ORLANDO, Fla. — When young Florida grasshopper sparrows leave home, they simply pop out of their nest, hidden on the ground, and walk off into the wild — still unable to fly.
Where the endangered birds go from there, and how many survive to produce their own young the following season, are mysteries that biologists urgently want to solve. If the youngest birds aren’t faring well, then saving the species from extinction may require a risky, last-ditch measure: capturing most of the remaining sparrows in the hope they’ll multiply in captivity.
“It’s a bird that doesn’t give up its secrets easily,” said Erin Ragheb, a Florida Fish and Wildlife Conservation Commission scientist.
Of the few hundred surviving Florida grasshopper sparrows, nearly all are clinging to existence on state conservation land in Osceola County about 50 miles south of downtown Orlando.
Ecologists think they are the most endangered bird in North America. Central Florida was also home to the last bird to slip into extinction in the U.S.: the dusky seaside sparrow, which vanished in the late 1980s.
The effort by state and federal agencies and private conservation groups to bring Florida grasshopper sparrows back from the brink has recently accelerated. But it has also had to return to the essentials of the birds’ existence: where they live, how many are born every year and what has caused them to plummet in numbers during the past decade. It’s a race against time to learn enough about the bird to make a difference in its fate.
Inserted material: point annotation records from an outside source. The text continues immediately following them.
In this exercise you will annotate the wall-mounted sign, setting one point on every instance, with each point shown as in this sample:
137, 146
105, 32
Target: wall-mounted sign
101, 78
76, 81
By comparison, troubled birds such as the California condor, bald eagle and scrub-jay are at least readily found and observed in the wild. But the grasshopper sparrow survives on its ability to remain elusive.
The few remaining birds live in vast prairies of knee-high grasses and shrubs, spending very little time above the vegetation, exposed. The bird’s scientific name is Ammodramus savannarum floridanus; “ammodramus” is Latin for “sand runner.”
“Sometimes I feel like I’m studying mice,” said Ragheb, who noted that only male sparrows emerge from the dense ground cover. “Females are almost exclusively on the ground and essentially invisible.”
Because the small, brown birds are so rare and secretive, virtually nobody other than trained and patient biologists ever sees them. And their nests are even harder to find.
Ragheb pointed out a nest that was active earlier this year but has since been abandoned. It was about the size of a baseball, with an opening smaller than a golf ball, and was made of finely woven grass that blended perfectly with the thick grass growing around it.
The nest’s only defense is to remain hidden from a long list of predators, including deer and turtles, that eat sparrow eggs.